Hague grant work: the new regex engine and NQP

2009-10-20

It's been quite a while since I've written any articles about Rakudo's progress, but the delay in articles has been because I've been really focused on code development for a number of things we're going to need quickly for Rakudo Star.

At long last I've made the time to make substantial progress on my Hague Grant, which will enable us to bring Rakudo's grammar and parser much more in line with the current STD.pm grammar. In fact, looking at the Rakudo ROADMAP one can see that a significant number of the critical tasks needed for Rakudo Star are depending on the "PGE refactors" identified in the grant.

This brings me to one of the major points of this post: In the weeks that follow this month's release we expect that Rakudo will be quite unstable as we undertake some much-needed refactoring and redevelopment of some of Rakudo's core pieces. The biggest change will be a complete replacement of Rakudo's underlying grammar; the grammar we have today is still largely based on the Perl 6 grammar as it existed in January 2008, but STD.pm and the Perl 6 specification have evolved significantly since then.

Jonathan and I believe that now's the time to bite the bullet and make another big refactor to bring Rakudo in line with the spec, even though it will likely involve a rework of many features and perhaps a few significant (but temporary) regressions. So, if you see some chaos and upheaval in Rakudo development in the next few weeks, it's a planned and necessary sort of mayhem.

Many of the needed grammar changes will be possible because of the grant work on protoregexes and a new operator precedence parser. Originally the plan was to build these features into the Parrot Grammar Engine (PGE), but after thinking long and hard about it I concluded that it would be better to redesign and reimplement a new regex engine than to try to fix PGE. For one, I think maintaining backwards compatibility would be a significant challenge (and a drain on my energy and resources). Another reason favoring a rewrite is that we now have better language tools available for Parrot, and a rewrite can take advantage of those tools.

Thus, instead of compiling directly to PIR, the new regex engine compiles to Parrot's abstract syntax tree representation (PAST). In addition, the source code for the regex engine is written in NQP instead of PIR.

For those not familiar with NQP, it's a Perl 6-like language I designed for Parrot in conjunction with the Parrot Compiler Toolkit.
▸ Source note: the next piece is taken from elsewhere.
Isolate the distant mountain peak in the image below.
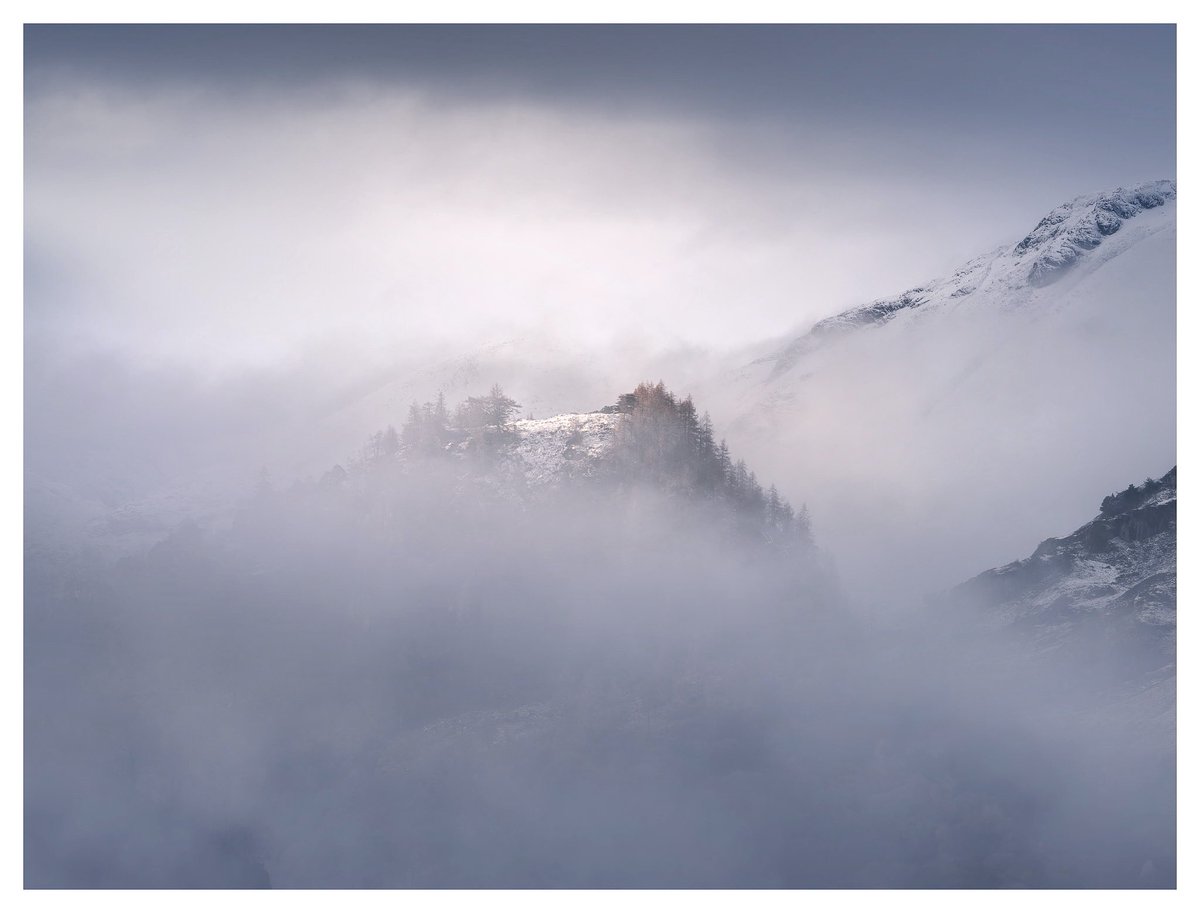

NQP acts like a "mini Perl 6", it understands a subset of Perl 6 language constructs and can generate Parrot code that doesn't rely on additional runtime libraries. Most of the HLL compiler authors for Parrot have been using NQP to generate PAST, and it's proven to be much easier to write and maintain than PIR.

Since the regex engine will now be written using NQP, it also seemed fitting that NQP would receive the ability to use Perl 6 regexes and grammars directly. Adding regexes and grammars to the NQP language means that a compiler writer can write nearly all of the components (parser, ast conversion, runtime libraries) using NQP. This is in contrast to the existing setup that requires multiple languages and APIs.

The new version of NQP is currently called "nqp-rx" ("NQP with regexes"); I may come up with another name for the bundle but I'm somewhat attached to "NQP". This new version also has a new source code repository (separate from Parrot) -- it's hosted on GitHub at http://github.com/perl6/nqp-rx .

Since mid-September I've been working on nqp-rx, and I'm very pleased with how it's all coming together.

For example, late last week I completed most of the work on the new regex engine. This first version includes a very naive implementation of protoregexes, which PGE lacked, and ultimately should perform pattern matching and parsing more efficiently than PGE does. It now compiles to PAST instead of directly to PIR, which means it will fit more cleanly with the rest of Rakudo, especially with being able to handle lexical variables and code blocks in regexes.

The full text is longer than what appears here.